Every year one spine-tingling moment rises above others. We all have our Proctor highlight reels – Hays speeches, Pete Talks, buzzer beaters in basketball, robotics presentations, social entrepreneurship pitches, a painting in Slocumb – moments that prickle the forearms and back of the neck. Ghostly moments, spiritual moments, what-just-happened moments. Last Sunday’s choral performances certainly gave me a new one.
There is a book, published not too long ago (2009), but long enough ago that it may already be receding in the wake of the next great gristmill treatise on grit or perseverance, or character. It shouldn’t. The Talent Codewritten by Daniel Coyle in 2009, looks at how extraordinary talent develops. It’s a highly readable, thought provoking book, and in the introduction Coyle looks at the concept of deep practice. Deep practice moments are “targeted practice” moments that scaffold talent towards performance excellence. Coyle focuses on a famous video of an average student practicing the clarinet and the six extraordinary minutes of practice that reveals the starts and stops and reflection associated with effective, deep learning.

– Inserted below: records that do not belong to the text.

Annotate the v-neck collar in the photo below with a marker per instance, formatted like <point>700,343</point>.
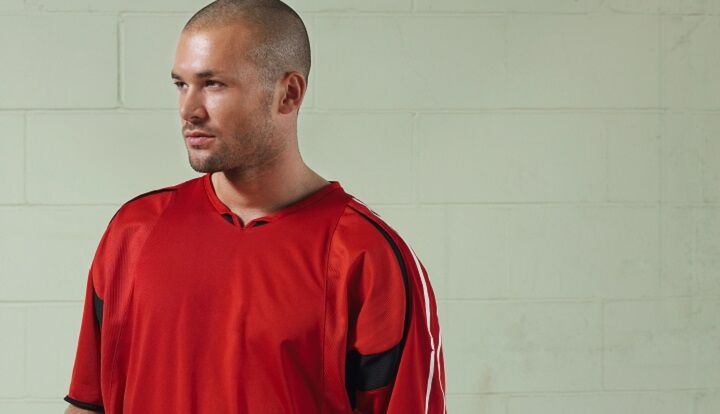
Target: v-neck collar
<point>222,209</point>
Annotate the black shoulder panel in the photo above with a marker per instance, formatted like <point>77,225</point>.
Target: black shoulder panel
<point>368,372</point>
<point>160,190</point>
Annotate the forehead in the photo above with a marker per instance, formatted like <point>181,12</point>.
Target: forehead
<point>220,48</point>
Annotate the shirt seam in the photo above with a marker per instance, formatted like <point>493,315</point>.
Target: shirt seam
<point>327,271</point>
<point>132,288</point>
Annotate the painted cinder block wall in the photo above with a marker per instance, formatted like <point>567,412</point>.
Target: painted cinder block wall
<point>555,164</point>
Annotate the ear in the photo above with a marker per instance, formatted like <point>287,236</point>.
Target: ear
<point>292,92</point>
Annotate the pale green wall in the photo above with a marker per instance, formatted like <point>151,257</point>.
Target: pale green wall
<point>555,164</point>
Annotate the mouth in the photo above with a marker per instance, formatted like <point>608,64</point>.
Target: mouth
<point>196,141</point>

Something like this must have happened on the way to Sunday’s performance. How else to account for all of those voices coalescing into something magical, to account for such a collectively strong performance? Yet in the midst of all this, there was one what-just-happened moment when Ceilidh Kehoe sang in the complicated and layered Loch Lomond. Ceilidh, who had never sung a solo in public and who had practiced so hard over the term, stepped forward. When she started to sing and began hitting impossibly high notes, that’s when the “Oh my” moment crackled and the whole afternoon changed.

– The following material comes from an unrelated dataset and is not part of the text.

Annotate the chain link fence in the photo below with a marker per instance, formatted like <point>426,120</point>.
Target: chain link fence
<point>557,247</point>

In his introduction to Loch LoMond, choral director Rob St. Cyr spoke to Ceilidh’s journey through practice and lessons. There were challenges, tears, but when the opportunity came, she said she wanted the solo. Definitely wanted it. Pitched for it. “This is why the performing arts are so important,” Rob said. “This is why we believe in them.” The challenges they present and the confidence they instill travel beyond a single discipline of singing or theater or jazz-rock ensemble. With performances waiting at the end of a term’s long corridors as incentive, students frequently experience those moments of targeted practice that Daniel Coyle identifies as integral to excellence.
The chapel moment still resonates. Even though I’ve told the story a number of times, the tingle is there from Sunday’s performance, and so, too, is the case for the performing arts. Deep practice and deep learning yielded performance excellence last Sunday, and a highlight for the year.